Plusieurs spécialités vétérinaires sont commercialement disponibles, soit contenant des extraits de graines de chardon-Marie, soit directement de la silymarine.
- Mécanismes d'action
La silymarine possède une action chimio-préventive et chimiosensibilisante via plusieurs voies physio-pathologiques 1:
- elle entraîne une inhibition des transporteurs d'anions organiques et des transporteurs de type ATP-binding cassettes ABC ;
- elle force les cellules cancéreuses à évoluer vers la mort cellulaire via l'activation de voies physiopathologiques intrinsèques et extrinsèques modulant le rapport de protéines pro-apoptotiques/anti-apoptotique et ayant une synergie avec des agonistes des récepteur du domaine de mort ;
- elle permet le recrutement des cellules cancéreuses dans une même phase du cycle, entraînant une synergie d'action avec les molécules cytotoxiques.

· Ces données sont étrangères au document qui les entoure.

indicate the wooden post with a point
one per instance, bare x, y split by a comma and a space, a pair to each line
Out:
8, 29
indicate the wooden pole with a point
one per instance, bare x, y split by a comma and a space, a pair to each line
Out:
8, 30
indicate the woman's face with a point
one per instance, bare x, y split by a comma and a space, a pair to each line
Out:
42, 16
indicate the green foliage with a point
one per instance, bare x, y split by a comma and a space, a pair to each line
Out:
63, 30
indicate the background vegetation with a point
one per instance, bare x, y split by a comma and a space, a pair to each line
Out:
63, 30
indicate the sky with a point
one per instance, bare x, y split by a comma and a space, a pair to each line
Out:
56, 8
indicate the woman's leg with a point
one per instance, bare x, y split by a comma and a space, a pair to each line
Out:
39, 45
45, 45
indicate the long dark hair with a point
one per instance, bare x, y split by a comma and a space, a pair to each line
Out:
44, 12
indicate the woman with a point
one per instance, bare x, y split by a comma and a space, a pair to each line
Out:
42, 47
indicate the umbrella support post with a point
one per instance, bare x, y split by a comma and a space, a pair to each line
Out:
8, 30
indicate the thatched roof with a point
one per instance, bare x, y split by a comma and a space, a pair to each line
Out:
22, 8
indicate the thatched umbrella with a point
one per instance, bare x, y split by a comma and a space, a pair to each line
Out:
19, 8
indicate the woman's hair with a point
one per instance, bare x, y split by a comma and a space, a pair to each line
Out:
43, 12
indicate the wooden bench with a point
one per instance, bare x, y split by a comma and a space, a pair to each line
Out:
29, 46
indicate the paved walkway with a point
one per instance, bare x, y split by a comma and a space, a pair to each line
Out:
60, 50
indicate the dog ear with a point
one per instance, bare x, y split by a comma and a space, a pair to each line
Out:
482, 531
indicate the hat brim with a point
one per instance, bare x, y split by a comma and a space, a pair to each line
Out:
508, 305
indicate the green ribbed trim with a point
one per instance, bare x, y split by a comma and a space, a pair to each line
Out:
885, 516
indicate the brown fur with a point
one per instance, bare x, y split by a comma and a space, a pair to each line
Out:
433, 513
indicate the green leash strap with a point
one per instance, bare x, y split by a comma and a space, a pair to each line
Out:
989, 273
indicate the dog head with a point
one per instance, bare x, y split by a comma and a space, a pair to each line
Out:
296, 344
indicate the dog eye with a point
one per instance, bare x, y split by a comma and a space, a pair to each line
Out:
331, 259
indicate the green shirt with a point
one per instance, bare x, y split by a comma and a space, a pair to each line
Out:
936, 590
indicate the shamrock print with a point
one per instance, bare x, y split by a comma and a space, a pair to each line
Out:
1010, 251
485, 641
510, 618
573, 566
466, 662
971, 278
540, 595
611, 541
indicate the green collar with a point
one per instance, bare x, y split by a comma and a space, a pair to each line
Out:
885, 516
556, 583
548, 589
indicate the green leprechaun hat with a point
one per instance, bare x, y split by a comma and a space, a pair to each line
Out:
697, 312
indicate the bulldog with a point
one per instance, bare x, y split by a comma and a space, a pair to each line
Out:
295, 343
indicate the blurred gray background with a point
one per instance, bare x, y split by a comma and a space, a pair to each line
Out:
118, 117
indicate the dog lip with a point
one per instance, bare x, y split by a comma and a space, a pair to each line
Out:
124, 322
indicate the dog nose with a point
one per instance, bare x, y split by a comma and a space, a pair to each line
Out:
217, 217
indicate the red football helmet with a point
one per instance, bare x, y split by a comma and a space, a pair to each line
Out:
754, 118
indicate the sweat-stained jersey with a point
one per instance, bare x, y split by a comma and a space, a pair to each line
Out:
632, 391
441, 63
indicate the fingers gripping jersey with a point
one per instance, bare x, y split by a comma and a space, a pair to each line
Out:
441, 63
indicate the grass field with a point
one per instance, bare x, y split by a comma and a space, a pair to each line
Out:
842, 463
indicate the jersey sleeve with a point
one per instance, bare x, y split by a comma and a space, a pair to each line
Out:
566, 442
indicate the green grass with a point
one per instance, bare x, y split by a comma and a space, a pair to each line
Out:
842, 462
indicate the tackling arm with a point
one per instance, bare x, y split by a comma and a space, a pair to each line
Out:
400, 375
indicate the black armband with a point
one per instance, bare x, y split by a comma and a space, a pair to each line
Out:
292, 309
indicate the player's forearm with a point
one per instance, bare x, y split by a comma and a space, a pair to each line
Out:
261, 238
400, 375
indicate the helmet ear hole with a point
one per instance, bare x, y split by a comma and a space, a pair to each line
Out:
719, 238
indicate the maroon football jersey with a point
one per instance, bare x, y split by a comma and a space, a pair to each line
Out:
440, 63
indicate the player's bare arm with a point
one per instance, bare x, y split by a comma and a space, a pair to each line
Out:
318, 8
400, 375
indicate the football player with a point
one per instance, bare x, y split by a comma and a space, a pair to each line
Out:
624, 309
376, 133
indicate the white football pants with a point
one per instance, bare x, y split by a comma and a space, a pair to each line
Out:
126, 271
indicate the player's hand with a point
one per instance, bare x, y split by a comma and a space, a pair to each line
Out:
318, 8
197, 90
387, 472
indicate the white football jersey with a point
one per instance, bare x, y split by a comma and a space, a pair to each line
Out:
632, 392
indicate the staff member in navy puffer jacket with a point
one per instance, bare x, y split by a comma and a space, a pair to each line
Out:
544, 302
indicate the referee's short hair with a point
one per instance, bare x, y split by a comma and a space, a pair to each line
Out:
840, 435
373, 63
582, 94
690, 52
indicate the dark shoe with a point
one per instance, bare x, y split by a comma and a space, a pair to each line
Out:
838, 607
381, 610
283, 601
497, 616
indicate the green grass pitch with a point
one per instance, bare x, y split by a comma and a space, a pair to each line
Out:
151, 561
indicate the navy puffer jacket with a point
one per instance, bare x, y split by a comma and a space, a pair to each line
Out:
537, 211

- Données d'efficacité à partir d'études in vitro et in vivo
La silymarine fait l'objet de nombreuses études in vitro et in vivo, en utilisant l'animal (le plus fréquemment la souris) comme modèle 1-5.
Ainsi, une action antitumorale forte dans les cancers ovariens a été mise en évidence, via la diminution de l'expression du VEGF (Vascular Endothelial Growth Factor) et de l'EGFR (Epidermal Growth Factor Receptor) (EBM 2) (Evidence-based medicine ou niveau de preuve 2). Des interactions synergiques avec le cisplatine et la doxorubicine sont d'autre part rapportées. Enfin, un rôle hépatoprotecteur est mis en évidence 3-5.
C'est ce dernier rôle qui a bénéficié d'une étude chez le chien atteint de cancer et recevant une chimiothérapie à base de lomustine 6. Une diminution de la toxicité hépatique, bien connue avec cette molécule, est observée chez les animaux recevant une dose de 20 mg/kg/jour de silybine, durant toute la durée de la chimiothérapie (EBM 3).
- Limites à l'utilisation
Il est important de garder à l'esprit que la silymarine a une action inhibitrice sur les cytochromes P450 3A4 démontrée in vitro, ce qui doit inciter à une prudence dans les prescriptions (EBM 4) 7. En effet, il existe un risque d'interaction médicamenteuse, bien qu'aucune donnée in vivo chez l'Homme n'ait à ce jour démontré de différence sur le métabolisme de certains agents cytotoxiques, tel l'irinotecan, un anticancéreux inhibiteur de la topoisomérase I.
Gui blanc (Viscum album)
- Principes actifs et mécanismes d'action
L'extrait de gui blanc fermenté possède plusieurs groupes de principes actifs (viscotoxines, lectines, polysaccharides, polysterols...) qui, ensemble, seraient susceptibles d'avoir une action anti-cancéreuse et d'améliorer la qualité de vie lors de cancer, notamment via
l'induction de l'apoptose et une inhibition de l'expression de VEGF.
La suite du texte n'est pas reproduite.